Workers are voting with their feet, and that’s difficult to control. When values and expectations change, everything else eventually changes, too.
What happens when the workforce no longer wants to work? We’re about to find out. As with all cultural sea changes,
macro statistics don’t tell the full story. The sea change is better illuminated by anecdotal evidence:
workers constantly quitting to take better jobs; zero loyalty to corporate employers; workers cutting hours from full-time to part-time; workers going out for lunch and never coming back; workers giving up on selling sugar-water for the rest of their lives (echoing Steve Jobs’ famous challenge to John Scully: “Do you want to sell sugared water for the rest of your life?
Or do you want to come with me and change the world?”) and giving up on owning an insanely over-valued house.
Workers may sell sugar-water but their hearts are no longer in it. Some are interested in changing the world,
and others are interested in changing their own lives as the means to change the world.
Numerous articles have been published describing these cultural changes in values and expectations: here
are three:
From the Great Resignation to Lying Flat, Workers Are Opting Out: In China, the U.S., Japan, and Germany,
younger generations are rethinking the pursuit of wealth.
‘We are the last generation’: China’s youth rallied around a now-censored social media hashtag to
rage about their disillusionment with life and disdain at draconian lockdowns
The rise of ‘bai lan’: why China’s frustrated youth are ready to ‘let it rot’
Note that this cultural shift is global. The dynamics of the global economy are similar the world over:
capital has garnered most of the gains of the past generation, leaving shards for labor; the “good things in life”
such as owning a house and nice vehicle have soared out of reach of all but the top 10% of households; youth
were implicitly promised “good paying jobs and fulfilling careers” if they went to university, and then they graduate
into a global economy of dead-end jobs and cut-throat competition for the few slots at the top of the constantly
eroding sand pile.
The global lockdown revealed several great truths to many idled workers: 1) I’m wasting my life slaving away
for an employer to whom I am disposable; 2) trying to own the upper-middle class lifestyle is not worth the
sacrifices required, and 3) there are ways to work less and still get by, and live a better life doing so.
Once the rats are no longer interested in the rewards because they’re out of reach, they jump off the wheel.

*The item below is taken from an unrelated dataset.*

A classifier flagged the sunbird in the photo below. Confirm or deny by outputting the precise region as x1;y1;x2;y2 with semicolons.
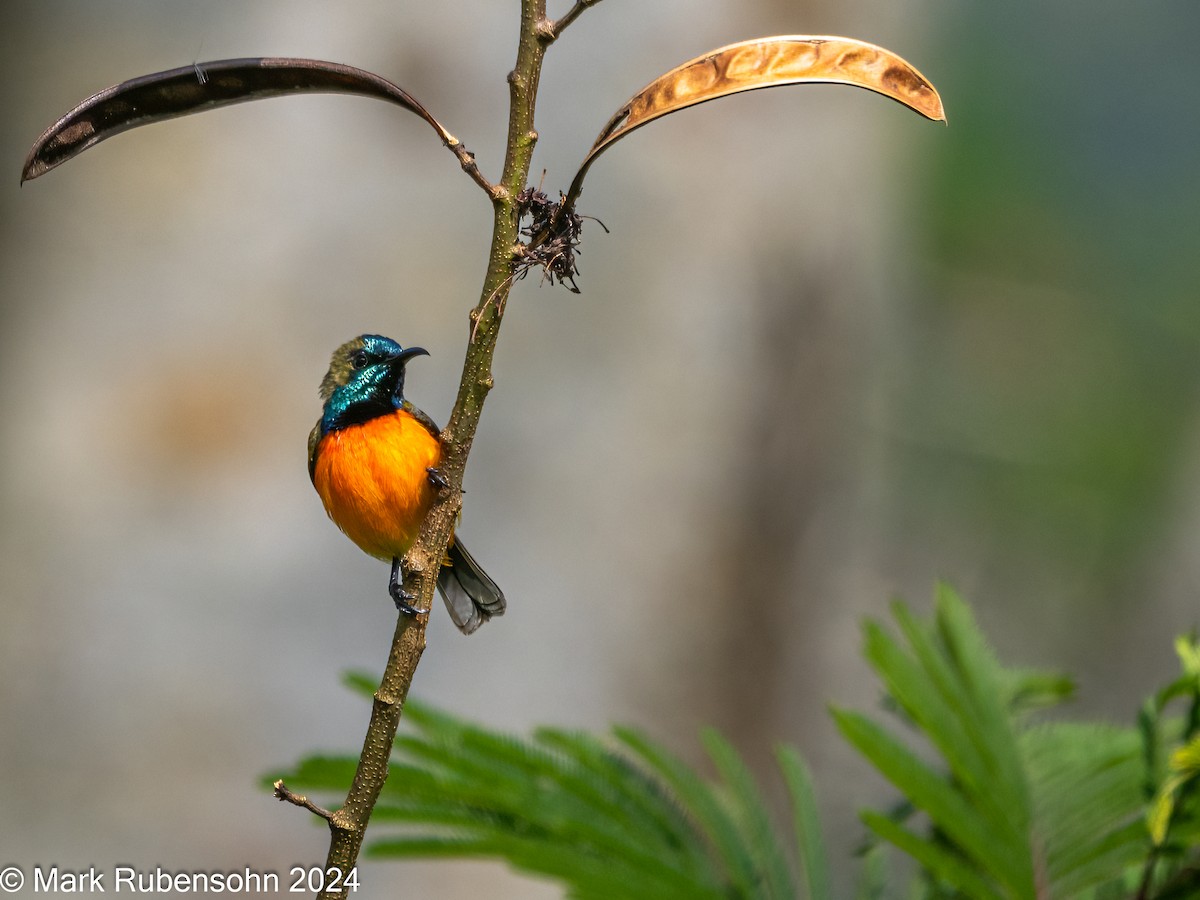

Once the tax donkeys flop down in exhaustion and ask why they’re working so hard to pay outrageous taxes and fees,
they lose interest in carrying their heavy load ever again. When debt-serfs stop and calculate their chances
to pay off their debt and reach upper-middle class Nirvana, they bail on the entire project.
People found they could get by on much less than they previously reckoned. Some found niches in the informal
or gig economies, others secured a quasi-pension in the social-welfare system, others decided that net-net of
expenses, they were better off quitting and staying home to care for the kids rather than pay thousands of dollars
in higher taxes and childcare fees for the privilege of busting their derrieres on an endless treadmill.
People realized they wanted a career and worklife they defined and controlled rather than one defined and
controlled by an employer.
Some people awakened to the practicality of micro-homes and small home-based enterprises. They realized they didn’t
have to sign on to a lifetime of labor as tax donkeys and debt-serfs.
Employers are struggling to adapt to this cultural transition. Those demanding employees go back to the
good old days are like dinosaurs expecting the meteor-strike’s effects to dissipate in a few days.
The fantasies of fully automated whatever have been revealed as unrealistic. As with all such techno-fantasies,
the proponents are never experts in the field being touted as the solution. Automation has limits. Robots
break down, need to be reprogrammed, and need human co-workers (so-called cobots). Enthusiasts naively
believed that because something is technically possible, that it automatically becomes financially viable. This is
an entirely different proposition.
How this all plays out is an open question. The Powers That Be don’t approve, for obvious reasons:
who’s going to do all the work to enable our lavish lifestyles and gargantuan gains?
Workers are voting with their feet, and that’s difficult to control. When values and expectations change,
everything else eventually changes, too.